[Ger-Poland-Volhynia] Origin of given ame ILSE
Günther Böhm
GHBoehm at ish.de
Wed Jun 2 16:32:16 PDT 2010
Eduardo Kommers schrieb:
> Hello!
>
> Is there any suggestion of the origin place/country/region where the given name ILSE was more common, out of Volhynia?
> I'm asking this because I found a marriage record in Zhitomir from 1885, the bride was ILSE KOMMERS, anyway there is no other record with the name ILSE.
>
> Thank you,
> Eduardo
Hello Eduardo,
Ilse is an abbrevation of Elisabeth and has been quite common in all
Germany about hundred years ago. Some more centuries resp. decades back
the abbrevations were Ilsebe, Ilsabe and Ilsabein.
Ilse was also the given name of one of my aunts (born 1908, sister of my
father). Also the abbrevation Ilse is centuries older but was then just
in use by the higher nobility.
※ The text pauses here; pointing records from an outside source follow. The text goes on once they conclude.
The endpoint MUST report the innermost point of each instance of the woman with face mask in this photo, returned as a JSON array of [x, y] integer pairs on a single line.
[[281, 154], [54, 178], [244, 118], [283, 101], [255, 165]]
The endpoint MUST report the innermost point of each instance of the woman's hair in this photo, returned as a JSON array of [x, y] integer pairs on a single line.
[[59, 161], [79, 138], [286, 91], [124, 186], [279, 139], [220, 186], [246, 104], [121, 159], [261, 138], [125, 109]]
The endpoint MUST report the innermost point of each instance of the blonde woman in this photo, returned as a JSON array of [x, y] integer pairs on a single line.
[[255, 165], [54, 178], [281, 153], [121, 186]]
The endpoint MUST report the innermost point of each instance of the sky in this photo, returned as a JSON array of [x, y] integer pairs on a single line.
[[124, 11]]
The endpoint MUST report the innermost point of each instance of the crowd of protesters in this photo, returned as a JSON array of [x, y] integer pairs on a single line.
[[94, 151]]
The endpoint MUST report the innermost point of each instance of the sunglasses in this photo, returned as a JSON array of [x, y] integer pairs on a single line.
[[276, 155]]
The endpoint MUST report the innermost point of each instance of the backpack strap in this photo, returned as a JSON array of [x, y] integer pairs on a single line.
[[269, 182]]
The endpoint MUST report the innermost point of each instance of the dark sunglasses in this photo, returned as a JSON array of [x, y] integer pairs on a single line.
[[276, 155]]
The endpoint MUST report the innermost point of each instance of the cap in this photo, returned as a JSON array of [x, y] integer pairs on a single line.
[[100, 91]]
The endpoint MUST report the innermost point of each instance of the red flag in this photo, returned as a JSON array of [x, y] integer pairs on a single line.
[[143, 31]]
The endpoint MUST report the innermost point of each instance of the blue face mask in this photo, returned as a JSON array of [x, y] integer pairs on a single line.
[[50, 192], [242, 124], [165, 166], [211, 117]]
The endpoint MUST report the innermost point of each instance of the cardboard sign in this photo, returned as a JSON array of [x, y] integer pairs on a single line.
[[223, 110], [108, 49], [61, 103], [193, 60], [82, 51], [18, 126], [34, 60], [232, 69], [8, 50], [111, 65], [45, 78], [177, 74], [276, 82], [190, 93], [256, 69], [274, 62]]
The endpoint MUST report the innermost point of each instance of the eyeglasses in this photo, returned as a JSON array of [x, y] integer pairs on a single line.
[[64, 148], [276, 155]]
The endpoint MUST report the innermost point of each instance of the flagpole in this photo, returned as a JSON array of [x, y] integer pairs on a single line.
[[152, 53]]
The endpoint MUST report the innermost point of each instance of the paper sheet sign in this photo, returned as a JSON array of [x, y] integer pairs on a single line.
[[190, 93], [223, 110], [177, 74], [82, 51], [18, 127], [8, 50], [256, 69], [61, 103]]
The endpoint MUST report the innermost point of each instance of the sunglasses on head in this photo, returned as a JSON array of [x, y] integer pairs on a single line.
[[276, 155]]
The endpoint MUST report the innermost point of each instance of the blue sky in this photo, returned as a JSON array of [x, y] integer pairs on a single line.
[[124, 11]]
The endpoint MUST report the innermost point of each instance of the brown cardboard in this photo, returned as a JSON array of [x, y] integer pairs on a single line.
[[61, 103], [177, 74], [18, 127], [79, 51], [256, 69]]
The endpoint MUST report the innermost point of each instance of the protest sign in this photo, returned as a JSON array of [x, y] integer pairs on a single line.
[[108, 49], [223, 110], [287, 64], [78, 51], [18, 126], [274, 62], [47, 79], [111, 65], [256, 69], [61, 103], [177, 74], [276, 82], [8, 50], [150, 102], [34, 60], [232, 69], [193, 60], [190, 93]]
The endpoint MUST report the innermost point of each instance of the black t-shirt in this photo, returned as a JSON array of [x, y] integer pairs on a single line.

In the central German Harz mountains you
find a river Ilse (and three others elsewhere), a town Ilsenburg and a
myth about a princess Ilse which was hunted by a count Bodo and on
horseback she happened to jump over a deep and wide valley whereas Bodo
crashed down into the depths. The earliest *real* Ilse I found is Ilse
von GERA, born after 1370, daughter of Heinrich V. von GERA, followed by
Ilsabe [Ilse] v.STEINBERG, * abt 1360, + after 1399.